The applications are based on so-called “smart contracts” that support the blockchain. Smart contracts are a kind of phrase used to describe a computer code that describes the exchange of money, content, property, or anything of value. When executing the code on the blockchain, the smart contract is treated as a self-executing program. It is executed automatically when the conditions in the program code are fulfilled.
The basic unit of smart contracts are the so-called account. When transactions, like state changes in the form of new values and information sent to the account are “watched” by the Ethereum Blockchain. This triggers the Smart Contract, meaning the program code is executed. Now the Ethereum miners come into play. The miners are nodes in the network that receive, verify, and execute the transactions. They execute the complex mathematical problems and group the transactions into the blocks of the blockchain.
The digital contracts offer a multitude of application possibilities due to their unlimited complexity. They can be used in the hospital sector (medical records), in elections, in notary work or in the financial sector.

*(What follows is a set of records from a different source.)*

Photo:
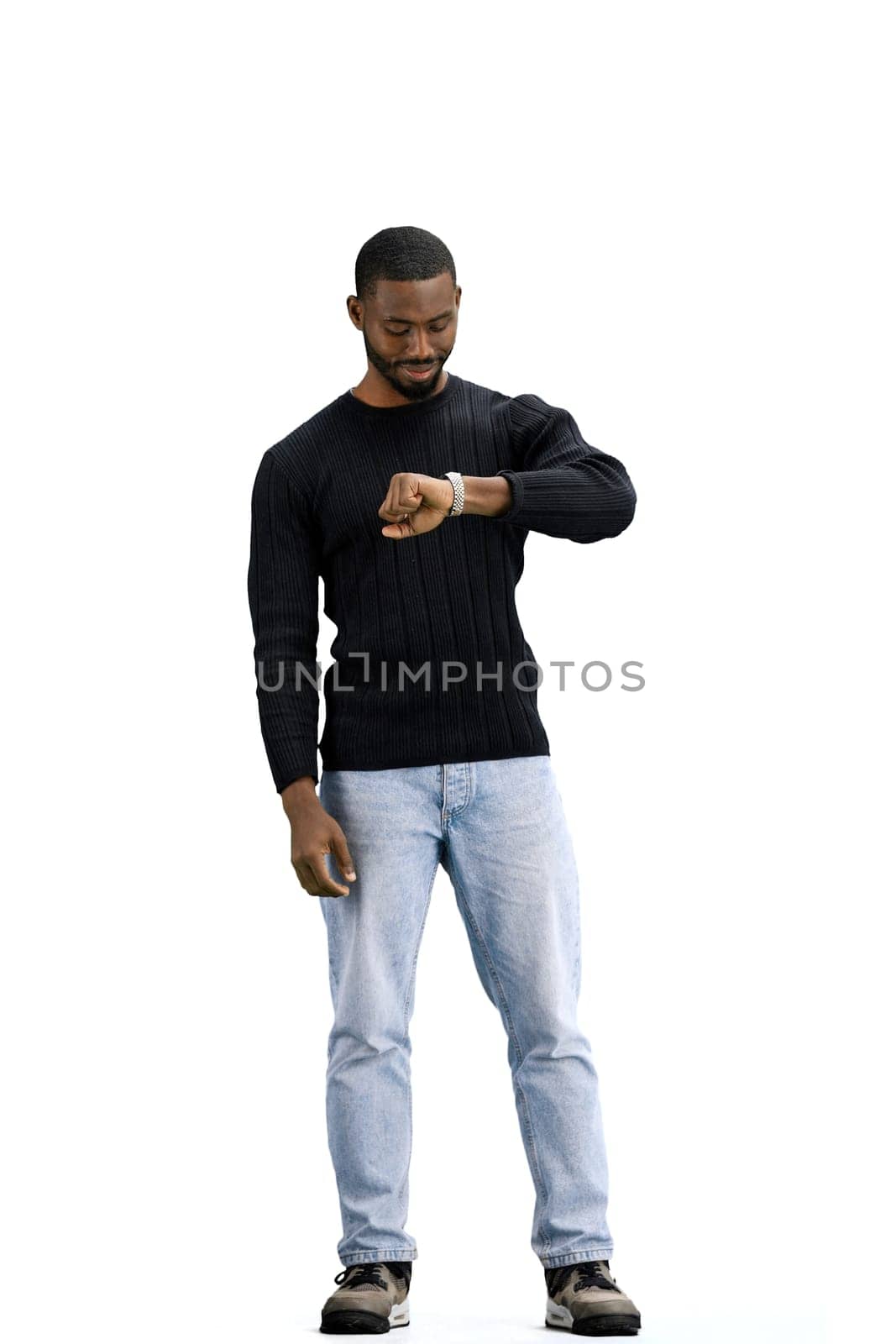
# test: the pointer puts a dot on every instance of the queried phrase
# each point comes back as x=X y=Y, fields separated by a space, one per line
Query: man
x=411 y=495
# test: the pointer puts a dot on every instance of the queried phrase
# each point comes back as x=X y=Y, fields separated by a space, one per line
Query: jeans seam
x=578 y=1257
x=513 y=1038
x=406 y=1015
x=378 y=1257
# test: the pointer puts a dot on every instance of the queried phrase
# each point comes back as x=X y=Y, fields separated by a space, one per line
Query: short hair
x=403 y=253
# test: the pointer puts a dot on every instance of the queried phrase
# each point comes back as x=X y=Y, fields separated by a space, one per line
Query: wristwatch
x=457 y=483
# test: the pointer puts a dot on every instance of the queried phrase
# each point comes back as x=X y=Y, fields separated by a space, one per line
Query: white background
x=678 y=222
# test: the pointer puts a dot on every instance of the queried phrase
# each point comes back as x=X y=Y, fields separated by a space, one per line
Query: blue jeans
x=499 y=830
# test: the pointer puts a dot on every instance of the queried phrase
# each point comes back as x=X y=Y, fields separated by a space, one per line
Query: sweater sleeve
x=560 y=486
x=284 y=568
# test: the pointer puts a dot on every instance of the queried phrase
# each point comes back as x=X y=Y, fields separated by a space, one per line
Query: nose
x=419 y=349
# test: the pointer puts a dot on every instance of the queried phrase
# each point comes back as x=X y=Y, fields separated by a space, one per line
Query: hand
x=315 y=833
x=416 y=504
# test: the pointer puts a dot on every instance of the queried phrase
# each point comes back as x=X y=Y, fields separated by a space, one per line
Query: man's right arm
x=284 y=569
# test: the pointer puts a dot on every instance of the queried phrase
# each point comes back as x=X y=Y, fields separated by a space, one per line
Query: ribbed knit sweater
x=443 y=598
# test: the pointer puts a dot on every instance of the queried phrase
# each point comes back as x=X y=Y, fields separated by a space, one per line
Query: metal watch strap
x=457 y=484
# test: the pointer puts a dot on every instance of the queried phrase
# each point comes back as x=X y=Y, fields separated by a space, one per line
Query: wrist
x=486 y=495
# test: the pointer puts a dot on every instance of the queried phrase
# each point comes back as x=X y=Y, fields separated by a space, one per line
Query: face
x=409 y=328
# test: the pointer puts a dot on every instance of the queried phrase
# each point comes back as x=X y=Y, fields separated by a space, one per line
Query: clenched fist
x=416 y=504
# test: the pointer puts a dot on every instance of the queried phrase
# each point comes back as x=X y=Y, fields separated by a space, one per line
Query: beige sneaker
x=586 y=1300
x=371 y=1299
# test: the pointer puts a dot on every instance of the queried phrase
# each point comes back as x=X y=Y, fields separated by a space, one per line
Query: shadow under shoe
x=371 y=1299
x=584 y=1299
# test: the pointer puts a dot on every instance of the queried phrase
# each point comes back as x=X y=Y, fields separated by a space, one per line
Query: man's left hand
x=416 y=504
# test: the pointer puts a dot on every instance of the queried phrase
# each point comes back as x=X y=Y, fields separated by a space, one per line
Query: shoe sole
x=559 y=1319
x=365 y=1323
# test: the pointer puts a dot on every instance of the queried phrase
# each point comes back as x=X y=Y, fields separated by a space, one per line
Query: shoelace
x=355 y=1274
x=590 y=1274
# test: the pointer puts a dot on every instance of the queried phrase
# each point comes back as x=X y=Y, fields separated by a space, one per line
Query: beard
x=411 y=390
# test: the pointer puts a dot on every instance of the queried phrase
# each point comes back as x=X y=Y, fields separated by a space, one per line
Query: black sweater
x=443 y=600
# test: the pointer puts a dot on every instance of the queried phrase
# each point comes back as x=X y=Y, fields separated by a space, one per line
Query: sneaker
x=371 y=1299
x=587 y=1300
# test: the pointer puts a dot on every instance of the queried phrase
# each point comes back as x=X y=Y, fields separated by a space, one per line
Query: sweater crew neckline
x=427 y=403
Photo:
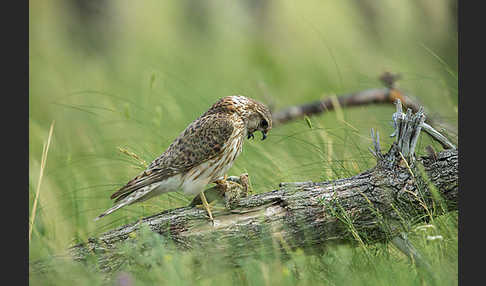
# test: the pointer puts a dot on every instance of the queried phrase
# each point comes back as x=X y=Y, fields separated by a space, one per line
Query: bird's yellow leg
x=206 y=205
x=222 y=182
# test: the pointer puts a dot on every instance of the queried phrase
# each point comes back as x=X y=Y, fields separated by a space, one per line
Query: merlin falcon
x=202 y=154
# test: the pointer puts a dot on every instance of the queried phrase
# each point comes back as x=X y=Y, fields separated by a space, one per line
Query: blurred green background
x=134 y=74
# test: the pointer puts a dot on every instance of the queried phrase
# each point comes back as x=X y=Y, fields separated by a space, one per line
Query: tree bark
x=372 y=206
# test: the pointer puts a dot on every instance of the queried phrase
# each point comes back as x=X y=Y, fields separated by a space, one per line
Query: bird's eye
x=264 y=123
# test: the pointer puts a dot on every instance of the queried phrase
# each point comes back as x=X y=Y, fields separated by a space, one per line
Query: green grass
x=160 y=73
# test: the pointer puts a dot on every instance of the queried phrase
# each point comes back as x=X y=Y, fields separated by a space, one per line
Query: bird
x=203 y=153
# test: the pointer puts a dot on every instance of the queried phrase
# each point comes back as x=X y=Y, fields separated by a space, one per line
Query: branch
x=375 y=205
x=386 y=95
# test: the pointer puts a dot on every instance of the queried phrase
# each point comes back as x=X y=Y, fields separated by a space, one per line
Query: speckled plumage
x=201 y=154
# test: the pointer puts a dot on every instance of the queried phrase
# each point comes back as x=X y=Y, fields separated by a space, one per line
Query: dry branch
x=375 y=205
x=386 y=95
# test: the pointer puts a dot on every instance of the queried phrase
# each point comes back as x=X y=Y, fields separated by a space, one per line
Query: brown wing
x=202 y=140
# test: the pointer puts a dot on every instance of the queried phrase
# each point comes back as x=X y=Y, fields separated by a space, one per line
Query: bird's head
x=255 y=115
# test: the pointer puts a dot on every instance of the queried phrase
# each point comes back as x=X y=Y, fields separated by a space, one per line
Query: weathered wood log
x=384 y=95
x=375 y=205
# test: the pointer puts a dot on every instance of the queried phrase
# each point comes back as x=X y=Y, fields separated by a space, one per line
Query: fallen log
x=375 y=205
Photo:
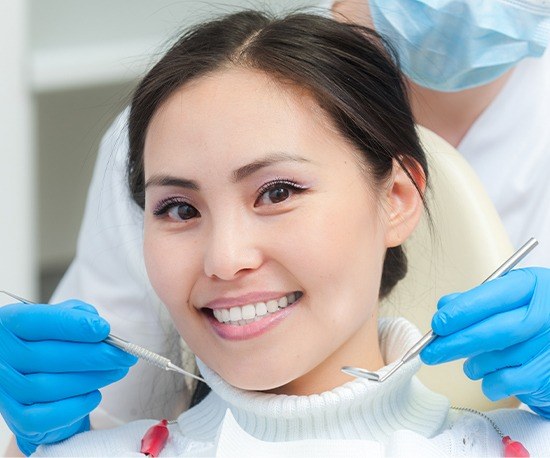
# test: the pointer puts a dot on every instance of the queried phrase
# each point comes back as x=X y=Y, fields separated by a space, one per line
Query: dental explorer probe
x=140 y=352
x=430 y=335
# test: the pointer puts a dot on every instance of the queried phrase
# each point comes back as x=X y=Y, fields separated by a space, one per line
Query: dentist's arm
x=503 y=328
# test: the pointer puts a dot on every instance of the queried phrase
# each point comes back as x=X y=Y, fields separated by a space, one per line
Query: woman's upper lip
x=244 y=299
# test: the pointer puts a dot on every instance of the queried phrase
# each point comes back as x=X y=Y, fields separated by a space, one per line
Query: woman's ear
x=404 y=201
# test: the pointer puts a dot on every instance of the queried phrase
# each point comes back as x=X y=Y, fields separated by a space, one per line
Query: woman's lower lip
x=248 y=331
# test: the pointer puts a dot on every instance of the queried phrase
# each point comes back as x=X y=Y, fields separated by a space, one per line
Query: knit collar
x=359 y=409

Similar to the Bitcoin mining process, the Miner’s machines are dealing with a complex mathematical problem to make a block successful. This is also called “proof of work”. In return for hardware to be purchased and power consumption, miners receive a specific number of ethers for each successful block. To prevent the industrialization and centralization of mining, Ethereum provides miners with a memory-based computational problem that can be most efficiently performed with a “common” computer.
Ether and Ethereum – the technology of the future?
For many, Ethereum is the successor of Bitcoin. This shows u. This is also due to the fact that the market is nearly half that of bitcoin. Ethereum provides a technology that will be groundbreaking in the future. However, both Ethereum and the cryptocurrency Ether are still in a relatively early stage of development. There are still some key challenges to overcome before achieving stability similar to that of bitcoin.
As the number of Ethereum-based applications increases, one of the questions is what happens to poorly-programmed smart contracts that disrupt the network or, in the worst case, block it. How does the Ethereum Virtual Machine handle it? Due to the decentralized leitmotiv, no manual action can be taken. This contradicts the essence of Blockchain, which is incorruptible.
Another unresolved topic is the total number of tokens. Bitcoins are limited to a maximum of 21 million tokens. This will not change. In the case of the ether, on the other hand, it is not yet clear how many tokens will exist. There are currently over 80 million tokens, 72 million of which were created in the Genesis Crowdsale. In addition, the “Difficulty Bomb”, which is supposed to prevent inflation, is just beginning to take effect. This means that the more the computational power in the network increases, the more difficult will be the cryptographic computational tasks that the miners have to deal with.
Another problem that appeared due to the rapid growth of Ethereum is scalability. The Ethereum network has to deal with rapidly increasing numbers of users. On the day before the crash, June 20th 2017, more than 300,000 ether transactions were carried out, a record for the cryptocurrency.
Ethereum is only at the beginning, in its second of four phases and thus has an enormous development potential. It has the chance to become the programmable money of the future. But it has to solve the tasks described above. The Ethereum Community must support the changes to be implemented so the project can thrive in the future.